Re: [eigen] Including Spectra within Eigen 3.4

Hi All,

I'm Yixuan, the author of the Spectra library. First of all I should thank Gael to move forward and put this plan on the table. I feel really excited to hear about the possibility to contribute and add this feature to the 3.4 branch of Eigen. As Gael said in the email, I'm glad to listen to suggestions and comments from this mailing list about the design of this future module, especially on the API part.

To partly answer Bill's question on the "smallest"/"largest" option, I want to say that both ways are workable, with their own pros and cons.
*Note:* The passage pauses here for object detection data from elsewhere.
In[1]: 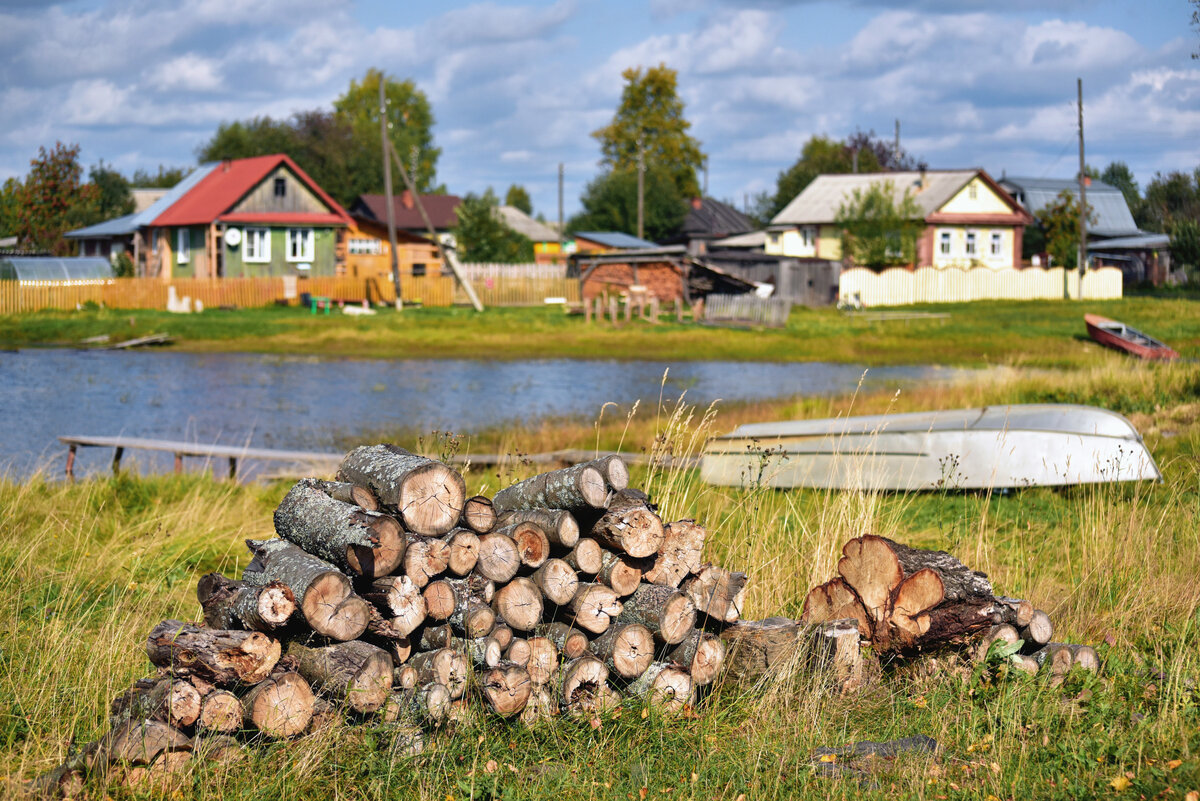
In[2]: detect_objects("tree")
[454,187,534,264]
[504,183,533,215]
[835,181,924,270]
[566,167,688,240]
[17,141,100,255]
[592,64,707,198]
Reasons for template parameter:

1. For most cases the selection rule, that is, requesting the smallest or largest eigenvalues, is predefined for a specific problem. For example in matrix approximation and PCA (principal component analysis), it is already known that largest eigenvalues are needed.

2. According to Gael's plan, proper solvers will be automatically deduced for different selection rules. This means that we need to store different types of matrix operators in the class according to the selection rules, and hence we need that information at compile time.

3. Template parameter brings some performance gain. Fewer if-else conditions are evaluated.

Reasons for run-time option:

1. It allows for control in the run time.

2. Compatible with other ARPACK wrappers.

3. Smaller object file size and faster compilation. If users need to frequently switch between different selection rules, they only need to compile one solver class.

In my own opinion we can benefit from the template parameter approach for a cleaner internal implementation. We can have more discussions on this of course.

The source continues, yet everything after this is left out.